Central Securities Depositaries

The EU Commission services recalled that the project to regulate central securities depositories (CSDs) was put on the agenda of the EU Commission for September 2011. They recalled in particular that the purpose of the draft text was to regulate not only CSDs but the settlement cycle at large, with a particular focus on safety aspects (including international standards applicable to CSDs as well as settlement discipline for participants). Level playing field between Member States was an important parameter since the harmonisation of the notary function undertaken by CSDs should not infringe on domestic corporate laws. Last, the legislation would facilitate the consolidation of the very fragmented CSD market (30 CSDs) and that the general "freedom" of access to CSDs provided by MiFID should be progressively moved into a "right" of access.

In response to two Member States asking whether the future CSD legislation would be adopted together with the envisaged Securities Law Directive (SLD), the Commission services recalled that the two pieces of legislation are to one extent complementary, in particular because they both address the integrity of the issue. The Commission services are therefore currently working on articulating the overlaps between CSDs and SLD. On the other hand they also address structurally different issues. The most important thing is to ensure consistency in substance. In response to another Member State asking whether a particular status would be considered for International CSDs (ICSDs), the Commission services answered that it is important to provide for a single framework for both CSDs and ICSDs.
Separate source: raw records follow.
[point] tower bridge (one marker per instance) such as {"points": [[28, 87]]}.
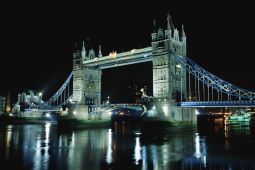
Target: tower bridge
{"points": [[179, 84]]}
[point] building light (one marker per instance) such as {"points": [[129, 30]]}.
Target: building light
{"points": [[113, 54], [165, 109], [132, 51], [178, 66], [197, 112]]}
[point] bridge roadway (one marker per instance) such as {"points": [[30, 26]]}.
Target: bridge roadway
{"points": [[217, 104], [120, 59]]}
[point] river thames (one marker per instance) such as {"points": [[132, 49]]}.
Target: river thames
{"points": [[46, 147]]}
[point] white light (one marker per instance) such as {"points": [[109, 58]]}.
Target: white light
{"points": [[197, 112], [109, 148], [137, 150], [165, 109], [178, 66], [197, 146]]}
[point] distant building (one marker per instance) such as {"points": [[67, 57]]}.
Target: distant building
{"points": [[2, 104], [135, 93]]}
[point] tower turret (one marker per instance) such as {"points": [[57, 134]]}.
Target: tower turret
{"points": [[99, 51], [154, 34], [176, 34], [183, 39], [168, 31], [83, 52], [91, 54]]}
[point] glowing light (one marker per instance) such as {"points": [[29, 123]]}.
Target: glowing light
{"points": [[8, 109], [178, 66], [121, 113], [137, 150], [109, 148], [197, 112], [165, 109], [113, 54], [197, 146]]}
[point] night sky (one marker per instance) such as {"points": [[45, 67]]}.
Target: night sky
{"points": [[37, 39]]}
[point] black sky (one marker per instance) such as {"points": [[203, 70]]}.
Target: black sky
{"points": [[37, 38]]}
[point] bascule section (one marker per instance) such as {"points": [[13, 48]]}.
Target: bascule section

It acknowledged that the two existing ICSDs are more advanced than the other 30 CSDs, especially because they are dedicated to the Eurobonds market and obey a different logic concerning the settlement of the cash leg of their transactions.

Social business initiative – social investment funds

The Commission services presented the work programme on venture capital and social business ventures. Both initiatives were presented in the wider context of a post-crisis orientation on growth and competitiveness. While the focus on venture capital and social business was welcomed, most Member State interventions stressed that the overall coherence on EU rules on asset management should not suffer as more "thematic" approaches to fund legislation emerge.

One Member State representative wanted a precise demarcation between the new rules governing venture capital and the general rules applicable to alternative investment funds (AIFMD). Another stressed that the "better treatment" envisaged for venture capital needed to be carefully reasoned, especially since a venture capital fund would obtain an EU management passport on the basis of a simple registration, whereas all other funds would need to "opt-in" to the strict rules of AIFMD to benefit from a management passport. It was also argued by another representative that special rules for a registration-only passport might be contested by private equity firms who might argue that their activities should be treated more akin to venture capitalists than to hedge funds.